If you work in Housing, the above will not be too much of a shock. And the fluid nature of the industry is what keeps people like us in business. But I think there is an opportunity here to really change how Housing & recruitment companies can work together.
The HMRC changes regarding IR35 compliance means that the pool of talent (for the temporary market in particular) that clients could have called upon in the past has been eroded. Housing requires a bespoke skill set- great customer service, comprehensive legislative knowledge and particular policies and processes to follow. Those people that choose to work in the temporary/interim market do so, knowing that they may be required to travel for work. Historically, they have been able to offset these expenses against tax, but for many, that is no longer the case. In the last month, I have lost count of the number of seasoned temps who have called me asking for advice in getting back into the permanent market. On Friday, a candidate that has worked in countless temporary assignments for me over the past 12 years, said that she is considering permanent opportunities. I never thought I’d see the day!
But what does this mean?
Well, firstly, Housing organisations are going to have to start considering local candidates for their temporary cover (or face paying over the odds to contribute towards expenses). If you are based in one of the bigger cities, then that shouldn’t be too difficult initially, but those in more rural settings may struggle. Even in bigger conurbations, over time, it will also lead to the same old faces being recycled, thus reducing choice for the client.

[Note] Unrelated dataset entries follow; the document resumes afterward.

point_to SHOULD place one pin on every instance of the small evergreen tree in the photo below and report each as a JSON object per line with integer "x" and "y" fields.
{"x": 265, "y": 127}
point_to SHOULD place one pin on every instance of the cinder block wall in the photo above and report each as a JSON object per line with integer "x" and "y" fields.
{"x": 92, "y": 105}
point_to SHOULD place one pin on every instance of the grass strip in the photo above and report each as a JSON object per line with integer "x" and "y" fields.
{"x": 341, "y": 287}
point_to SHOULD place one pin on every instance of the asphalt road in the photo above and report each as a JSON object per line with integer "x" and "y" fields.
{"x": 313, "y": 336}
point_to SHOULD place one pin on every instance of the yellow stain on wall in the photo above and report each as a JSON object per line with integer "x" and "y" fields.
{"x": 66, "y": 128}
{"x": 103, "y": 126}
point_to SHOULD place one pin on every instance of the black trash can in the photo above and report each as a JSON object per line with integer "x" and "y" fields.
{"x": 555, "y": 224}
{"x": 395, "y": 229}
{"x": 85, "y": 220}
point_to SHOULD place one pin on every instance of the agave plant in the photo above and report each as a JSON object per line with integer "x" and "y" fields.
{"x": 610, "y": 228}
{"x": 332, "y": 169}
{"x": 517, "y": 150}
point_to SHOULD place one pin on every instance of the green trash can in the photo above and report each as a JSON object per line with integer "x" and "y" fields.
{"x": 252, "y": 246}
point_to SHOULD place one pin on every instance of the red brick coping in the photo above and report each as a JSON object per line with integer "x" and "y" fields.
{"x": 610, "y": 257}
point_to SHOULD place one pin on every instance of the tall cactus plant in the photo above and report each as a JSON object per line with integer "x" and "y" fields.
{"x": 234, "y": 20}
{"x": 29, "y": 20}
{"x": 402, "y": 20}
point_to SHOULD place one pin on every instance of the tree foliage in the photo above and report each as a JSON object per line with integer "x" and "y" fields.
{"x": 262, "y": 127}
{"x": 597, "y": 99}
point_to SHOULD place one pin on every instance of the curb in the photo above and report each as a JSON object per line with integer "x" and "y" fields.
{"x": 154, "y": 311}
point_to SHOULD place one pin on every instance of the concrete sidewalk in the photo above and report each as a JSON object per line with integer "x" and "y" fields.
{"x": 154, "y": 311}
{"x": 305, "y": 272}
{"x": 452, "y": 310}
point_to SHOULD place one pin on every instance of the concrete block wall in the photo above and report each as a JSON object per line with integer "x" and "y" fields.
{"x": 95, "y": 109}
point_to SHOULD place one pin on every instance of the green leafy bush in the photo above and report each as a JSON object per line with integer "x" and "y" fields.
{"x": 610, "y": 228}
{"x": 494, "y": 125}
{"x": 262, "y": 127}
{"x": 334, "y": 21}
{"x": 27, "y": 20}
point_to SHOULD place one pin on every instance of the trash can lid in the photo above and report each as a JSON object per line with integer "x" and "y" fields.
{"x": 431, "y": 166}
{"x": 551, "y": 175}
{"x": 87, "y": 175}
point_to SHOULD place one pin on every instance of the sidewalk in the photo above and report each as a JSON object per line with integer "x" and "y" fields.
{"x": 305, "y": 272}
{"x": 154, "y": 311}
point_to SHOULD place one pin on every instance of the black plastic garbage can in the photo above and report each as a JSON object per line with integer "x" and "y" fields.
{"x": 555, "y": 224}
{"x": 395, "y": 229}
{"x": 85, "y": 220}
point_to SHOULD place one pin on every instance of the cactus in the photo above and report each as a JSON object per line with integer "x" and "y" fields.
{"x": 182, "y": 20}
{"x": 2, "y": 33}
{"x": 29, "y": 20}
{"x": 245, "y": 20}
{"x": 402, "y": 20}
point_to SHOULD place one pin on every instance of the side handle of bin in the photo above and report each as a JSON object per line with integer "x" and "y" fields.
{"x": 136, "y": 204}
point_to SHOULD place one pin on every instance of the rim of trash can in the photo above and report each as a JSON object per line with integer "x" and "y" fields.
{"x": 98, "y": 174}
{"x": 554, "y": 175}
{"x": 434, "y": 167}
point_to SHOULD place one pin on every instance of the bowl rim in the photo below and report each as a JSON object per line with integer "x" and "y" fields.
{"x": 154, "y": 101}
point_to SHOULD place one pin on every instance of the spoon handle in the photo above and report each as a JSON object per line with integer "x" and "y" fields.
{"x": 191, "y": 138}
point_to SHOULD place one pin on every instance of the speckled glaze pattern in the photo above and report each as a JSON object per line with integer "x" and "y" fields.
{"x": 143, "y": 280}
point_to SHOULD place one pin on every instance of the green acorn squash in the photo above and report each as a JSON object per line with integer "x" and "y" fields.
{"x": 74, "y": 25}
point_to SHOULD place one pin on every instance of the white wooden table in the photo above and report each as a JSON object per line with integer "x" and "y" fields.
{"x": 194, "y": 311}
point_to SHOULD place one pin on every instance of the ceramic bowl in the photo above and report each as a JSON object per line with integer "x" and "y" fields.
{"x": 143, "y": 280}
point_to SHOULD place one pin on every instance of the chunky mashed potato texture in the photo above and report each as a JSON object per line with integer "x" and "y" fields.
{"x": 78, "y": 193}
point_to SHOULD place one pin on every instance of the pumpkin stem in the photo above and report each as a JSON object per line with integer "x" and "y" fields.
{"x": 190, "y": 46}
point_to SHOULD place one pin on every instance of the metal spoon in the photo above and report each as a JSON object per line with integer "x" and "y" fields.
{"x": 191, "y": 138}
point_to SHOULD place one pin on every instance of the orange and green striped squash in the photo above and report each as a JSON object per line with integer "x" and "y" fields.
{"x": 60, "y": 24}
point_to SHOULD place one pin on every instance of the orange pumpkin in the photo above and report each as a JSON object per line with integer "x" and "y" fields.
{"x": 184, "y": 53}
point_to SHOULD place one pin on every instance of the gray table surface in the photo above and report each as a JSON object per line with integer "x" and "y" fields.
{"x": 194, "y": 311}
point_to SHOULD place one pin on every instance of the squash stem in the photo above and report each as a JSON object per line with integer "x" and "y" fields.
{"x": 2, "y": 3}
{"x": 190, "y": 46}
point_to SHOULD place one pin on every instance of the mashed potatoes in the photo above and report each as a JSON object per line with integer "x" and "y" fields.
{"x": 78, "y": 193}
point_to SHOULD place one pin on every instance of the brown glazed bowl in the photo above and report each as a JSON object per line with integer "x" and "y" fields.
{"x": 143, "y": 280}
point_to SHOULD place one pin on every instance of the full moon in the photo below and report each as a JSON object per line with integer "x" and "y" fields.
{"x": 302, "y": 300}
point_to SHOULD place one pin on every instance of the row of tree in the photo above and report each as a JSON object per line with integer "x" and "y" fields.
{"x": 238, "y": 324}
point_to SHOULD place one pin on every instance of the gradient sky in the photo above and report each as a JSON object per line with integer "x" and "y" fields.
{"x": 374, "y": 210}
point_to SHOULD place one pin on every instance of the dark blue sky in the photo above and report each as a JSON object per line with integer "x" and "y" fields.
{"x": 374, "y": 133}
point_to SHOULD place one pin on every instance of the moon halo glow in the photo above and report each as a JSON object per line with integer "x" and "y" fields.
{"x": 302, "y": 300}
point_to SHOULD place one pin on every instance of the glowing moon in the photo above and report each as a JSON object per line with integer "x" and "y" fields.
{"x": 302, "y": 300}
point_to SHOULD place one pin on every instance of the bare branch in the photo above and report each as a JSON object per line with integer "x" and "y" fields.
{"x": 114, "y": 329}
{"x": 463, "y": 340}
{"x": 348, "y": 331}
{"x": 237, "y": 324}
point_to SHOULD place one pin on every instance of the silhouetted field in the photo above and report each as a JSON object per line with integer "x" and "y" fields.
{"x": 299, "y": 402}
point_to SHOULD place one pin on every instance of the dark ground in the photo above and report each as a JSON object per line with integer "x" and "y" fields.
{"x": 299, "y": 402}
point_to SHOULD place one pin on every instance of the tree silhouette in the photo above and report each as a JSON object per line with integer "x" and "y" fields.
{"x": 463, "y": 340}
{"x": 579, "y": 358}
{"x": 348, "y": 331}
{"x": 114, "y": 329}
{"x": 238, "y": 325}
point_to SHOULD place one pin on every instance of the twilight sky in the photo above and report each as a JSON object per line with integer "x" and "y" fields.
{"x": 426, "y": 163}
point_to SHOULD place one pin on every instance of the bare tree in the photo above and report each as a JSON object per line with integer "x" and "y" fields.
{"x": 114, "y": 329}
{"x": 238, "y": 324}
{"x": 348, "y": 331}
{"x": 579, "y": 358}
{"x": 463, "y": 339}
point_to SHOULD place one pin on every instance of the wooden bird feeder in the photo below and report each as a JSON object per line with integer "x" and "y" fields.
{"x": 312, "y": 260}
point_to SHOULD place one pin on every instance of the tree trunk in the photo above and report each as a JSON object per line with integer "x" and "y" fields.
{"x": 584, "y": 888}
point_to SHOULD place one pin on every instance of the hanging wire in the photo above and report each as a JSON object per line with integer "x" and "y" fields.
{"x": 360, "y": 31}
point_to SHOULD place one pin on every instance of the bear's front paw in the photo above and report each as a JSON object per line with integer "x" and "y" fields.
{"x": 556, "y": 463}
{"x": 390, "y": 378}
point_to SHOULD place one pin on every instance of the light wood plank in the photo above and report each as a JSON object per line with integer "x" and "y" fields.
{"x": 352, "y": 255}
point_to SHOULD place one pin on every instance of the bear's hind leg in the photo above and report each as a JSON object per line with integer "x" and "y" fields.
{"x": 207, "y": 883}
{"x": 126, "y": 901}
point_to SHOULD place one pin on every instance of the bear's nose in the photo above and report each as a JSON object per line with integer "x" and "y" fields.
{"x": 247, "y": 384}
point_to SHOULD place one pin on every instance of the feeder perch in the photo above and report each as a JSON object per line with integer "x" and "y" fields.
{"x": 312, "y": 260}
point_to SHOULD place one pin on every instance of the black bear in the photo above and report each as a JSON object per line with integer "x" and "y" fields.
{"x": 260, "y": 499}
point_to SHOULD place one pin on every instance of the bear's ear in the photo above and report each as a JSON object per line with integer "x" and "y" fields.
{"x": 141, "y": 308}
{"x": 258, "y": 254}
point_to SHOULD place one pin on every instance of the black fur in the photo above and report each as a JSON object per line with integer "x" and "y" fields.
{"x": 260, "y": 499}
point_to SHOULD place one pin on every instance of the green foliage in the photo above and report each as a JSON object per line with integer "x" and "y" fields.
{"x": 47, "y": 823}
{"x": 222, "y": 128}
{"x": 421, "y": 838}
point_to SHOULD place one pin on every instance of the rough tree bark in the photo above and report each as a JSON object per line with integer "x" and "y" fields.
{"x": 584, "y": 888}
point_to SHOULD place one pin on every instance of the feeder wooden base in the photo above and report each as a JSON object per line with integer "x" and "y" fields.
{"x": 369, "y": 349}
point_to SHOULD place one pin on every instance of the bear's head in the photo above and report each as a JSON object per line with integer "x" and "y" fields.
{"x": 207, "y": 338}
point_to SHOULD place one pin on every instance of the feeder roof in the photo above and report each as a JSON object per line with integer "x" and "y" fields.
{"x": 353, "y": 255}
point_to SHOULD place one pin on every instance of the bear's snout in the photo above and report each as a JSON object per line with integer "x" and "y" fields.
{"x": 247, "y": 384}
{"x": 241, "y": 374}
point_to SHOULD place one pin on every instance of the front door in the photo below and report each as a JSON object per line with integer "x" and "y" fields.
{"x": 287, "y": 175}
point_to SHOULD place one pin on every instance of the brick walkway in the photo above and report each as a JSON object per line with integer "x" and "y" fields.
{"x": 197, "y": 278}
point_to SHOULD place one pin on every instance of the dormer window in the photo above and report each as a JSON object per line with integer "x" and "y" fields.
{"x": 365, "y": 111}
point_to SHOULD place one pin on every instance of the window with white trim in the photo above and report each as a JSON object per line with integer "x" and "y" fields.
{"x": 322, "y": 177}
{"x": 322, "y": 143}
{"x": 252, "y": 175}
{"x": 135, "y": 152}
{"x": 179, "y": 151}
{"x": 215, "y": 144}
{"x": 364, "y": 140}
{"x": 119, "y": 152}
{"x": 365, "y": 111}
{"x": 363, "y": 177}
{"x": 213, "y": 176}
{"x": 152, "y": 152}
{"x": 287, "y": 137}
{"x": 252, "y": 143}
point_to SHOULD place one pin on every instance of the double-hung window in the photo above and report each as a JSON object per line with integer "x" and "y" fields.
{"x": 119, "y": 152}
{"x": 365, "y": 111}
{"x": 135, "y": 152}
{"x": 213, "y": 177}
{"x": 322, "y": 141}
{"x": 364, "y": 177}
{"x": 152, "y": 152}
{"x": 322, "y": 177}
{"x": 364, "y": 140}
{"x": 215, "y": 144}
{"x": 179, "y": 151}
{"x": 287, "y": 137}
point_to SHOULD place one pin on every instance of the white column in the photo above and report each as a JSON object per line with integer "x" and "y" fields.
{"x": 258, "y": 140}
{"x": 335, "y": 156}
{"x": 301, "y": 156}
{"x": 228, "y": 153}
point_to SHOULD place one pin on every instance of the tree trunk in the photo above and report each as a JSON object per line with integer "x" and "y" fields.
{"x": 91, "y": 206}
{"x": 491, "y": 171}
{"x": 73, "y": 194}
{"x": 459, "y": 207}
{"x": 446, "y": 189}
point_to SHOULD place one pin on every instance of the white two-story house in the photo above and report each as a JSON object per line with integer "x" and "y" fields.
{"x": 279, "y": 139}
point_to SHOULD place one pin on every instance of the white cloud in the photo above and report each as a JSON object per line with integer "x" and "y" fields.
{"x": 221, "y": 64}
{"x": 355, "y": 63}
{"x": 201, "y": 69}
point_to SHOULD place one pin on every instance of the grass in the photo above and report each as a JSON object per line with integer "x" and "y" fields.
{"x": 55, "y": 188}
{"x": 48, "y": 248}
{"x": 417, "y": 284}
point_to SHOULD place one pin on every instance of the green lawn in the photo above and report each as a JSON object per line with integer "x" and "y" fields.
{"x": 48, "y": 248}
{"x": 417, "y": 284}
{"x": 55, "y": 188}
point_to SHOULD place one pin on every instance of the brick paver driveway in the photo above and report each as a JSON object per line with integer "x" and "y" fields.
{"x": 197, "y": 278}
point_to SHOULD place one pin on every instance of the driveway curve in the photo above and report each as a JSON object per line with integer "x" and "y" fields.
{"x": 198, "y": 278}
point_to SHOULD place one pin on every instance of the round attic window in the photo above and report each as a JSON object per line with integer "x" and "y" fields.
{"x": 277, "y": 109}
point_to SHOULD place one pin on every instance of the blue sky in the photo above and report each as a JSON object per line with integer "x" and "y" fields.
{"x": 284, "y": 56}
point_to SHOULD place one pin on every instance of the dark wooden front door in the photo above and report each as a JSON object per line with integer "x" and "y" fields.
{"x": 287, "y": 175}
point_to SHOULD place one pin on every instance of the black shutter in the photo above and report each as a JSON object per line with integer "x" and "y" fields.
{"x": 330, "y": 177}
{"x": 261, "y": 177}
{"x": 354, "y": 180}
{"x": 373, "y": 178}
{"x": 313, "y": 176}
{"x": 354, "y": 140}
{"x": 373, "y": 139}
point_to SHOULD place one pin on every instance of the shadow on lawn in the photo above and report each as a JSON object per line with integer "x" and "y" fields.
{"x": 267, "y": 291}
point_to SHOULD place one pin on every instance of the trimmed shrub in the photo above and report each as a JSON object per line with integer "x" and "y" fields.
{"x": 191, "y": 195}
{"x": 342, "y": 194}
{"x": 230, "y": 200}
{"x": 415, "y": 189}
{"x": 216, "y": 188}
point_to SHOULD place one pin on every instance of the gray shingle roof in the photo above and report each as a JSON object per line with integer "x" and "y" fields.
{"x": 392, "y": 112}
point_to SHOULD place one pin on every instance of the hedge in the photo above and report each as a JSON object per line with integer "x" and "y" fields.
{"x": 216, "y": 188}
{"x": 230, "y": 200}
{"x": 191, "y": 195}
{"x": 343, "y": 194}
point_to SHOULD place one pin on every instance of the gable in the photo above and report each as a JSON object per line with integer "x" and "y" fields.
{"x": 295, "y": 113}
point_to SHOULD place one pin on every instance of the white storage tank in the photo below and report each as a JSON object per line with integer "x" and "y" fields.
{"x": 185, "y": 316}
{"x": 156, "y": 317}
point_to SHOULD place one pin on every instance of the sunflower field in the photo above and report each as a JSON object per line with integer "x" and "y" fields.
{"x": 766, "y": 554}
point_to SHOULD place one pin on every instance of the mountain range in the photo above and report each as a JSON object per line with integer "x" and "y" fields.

The pool of talent running dry- there will be more requirements than decent candidates and so something will give- either services will fail due to having no-one in post, or sub-standard talent will be brought in (those people that were made redundant and have struggled to find a new role), and that just adds to the workload.
So what now?
Recruitment needs to play a key role in Housing organisations’ strategy- that is from applicant attraction and getting people into Housing generally, to employee recruitment and retention (and that includes factoring in your fluid temporary workforce). Recruitment companies could and should play a role in this.
Many organisations have an “arms length” relationship with their recruiters (and I don’t blame them in the main). They get bombarded all the time by speculative calls and emails, so just engage a few when needed and set them off with a skeleton brief. Its fine if you want to spend time shortlisting, sifting and referencing a mixed bag of applications. But, the best outcomes come through effective engagement and understanding of the client and their needs. In a market where you will be fighting over the best people during the on-coming “perfect storm” of increased demand and decreased supply, I think it would be prudent to engage now in 2-way, open conversations with (carefully selected) recruiters to enable them to be effective ambassadors for your organisation and be pro-actively hunting out those people that you will need in the future.
Be selective. Be demanding. Really get them to demonstrate how they can add value to your organisation and then you can really start to work collaboratively and see what effective recruiters can bring to the table.